Italy is currently the eurozones third largest economy but has spiraling debts amounting to 131% of national ouput. Italy’s governing populist parties have vowed to push ahead with campaign promises including a minimum income for the unemployed. Other measures include tax cuts and scrapping extensions to the retirement age – fulfilling several key campaign promises from the election in March. Italy now has has three weeks to submit a new, draft budget to Brussels.
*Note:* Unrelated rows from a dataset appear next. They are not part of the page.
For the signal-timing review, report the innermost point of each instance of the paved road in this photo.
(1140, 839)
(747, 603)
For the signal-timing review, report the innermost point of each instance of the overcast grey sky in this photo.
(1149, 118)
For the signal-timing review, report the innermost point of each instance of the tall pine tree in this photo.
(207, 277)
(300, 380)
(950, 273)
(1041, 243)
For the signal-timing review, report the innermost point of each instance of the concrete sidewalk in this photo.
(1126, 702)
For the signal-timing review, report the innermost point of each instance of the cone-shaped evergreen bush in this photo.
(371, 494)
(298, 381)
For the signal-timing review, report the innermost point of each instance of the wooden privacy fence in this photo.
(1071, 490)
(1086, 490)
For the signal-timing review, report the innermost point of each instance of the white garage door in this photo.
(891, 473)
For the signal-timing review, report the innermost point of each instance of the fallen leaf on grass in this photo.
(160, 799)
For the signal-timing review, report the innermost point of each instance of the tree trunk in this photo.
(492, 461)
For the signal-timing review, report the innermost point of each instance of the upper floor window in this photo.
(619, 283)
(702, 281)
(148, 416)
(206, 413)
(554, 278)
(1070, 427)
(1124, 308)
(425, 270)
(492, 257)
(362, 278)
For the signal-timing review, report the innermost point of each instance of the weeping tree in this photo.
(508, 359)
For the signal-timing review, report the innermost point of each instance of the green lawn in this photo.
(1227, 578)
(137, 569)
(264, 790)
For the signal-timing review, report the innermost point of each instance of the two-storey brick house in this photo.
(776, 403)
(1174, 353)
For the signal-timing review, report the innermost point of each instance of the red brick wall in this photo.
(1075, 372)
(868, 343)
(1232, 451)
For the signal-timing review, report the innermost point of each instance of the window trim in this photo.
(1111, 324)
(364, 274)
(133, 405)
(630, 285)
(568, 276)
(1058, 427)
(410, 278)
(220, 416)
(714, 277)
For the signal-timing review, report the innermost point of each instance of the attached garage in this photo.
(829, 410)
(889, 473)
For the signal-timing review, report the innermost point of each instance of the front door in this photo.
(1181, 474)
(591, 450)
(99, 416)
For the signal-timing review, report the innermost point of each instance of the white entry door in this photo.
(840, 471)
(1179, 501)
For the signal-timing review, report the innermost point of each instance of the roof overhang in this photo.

How could this impact the Euro?
Surprisingly this news didnt have a bigger impact on euro exchange rates. Initially the euro weakened to fall as low as 1.1350 (GBP/EUR) but the euro recovered in the afternoon session. A move that was a little surprising. Although the USD did make some significant advances with EUR/USD falling to a two months low of 1.1420 with the dollar benefiting from its safe haven tag
This move by the European Commission is bold. It is something we have not seen before and has set a precedent for other EU members. It has now shown that they will not simply continue to bail countries in a move to discourage other eurozone states from breaking rules.
In response Italy have set them selves on a collision course with the EU, Deputy Prime Minister Luigi Di Maio wrote on facebook “This is the first Italian budget that the EU doesn’t like. No surprise: This is the first Italian budget written in Rome and not in Brussels!”
His co-deputy PM Matteo Salvini added: “This doesn’t change anything.”
“They’re not attacking a government but a people. These are things that will anger Italians even more,” he said.
This unprecedented move could cause some significant implications for the eurozone and hence the euro. I wouldn’t expect any significant moves for GBP/EUR due to ongoing Brexit issues, however the US dollar is likely to be the main benefactor here.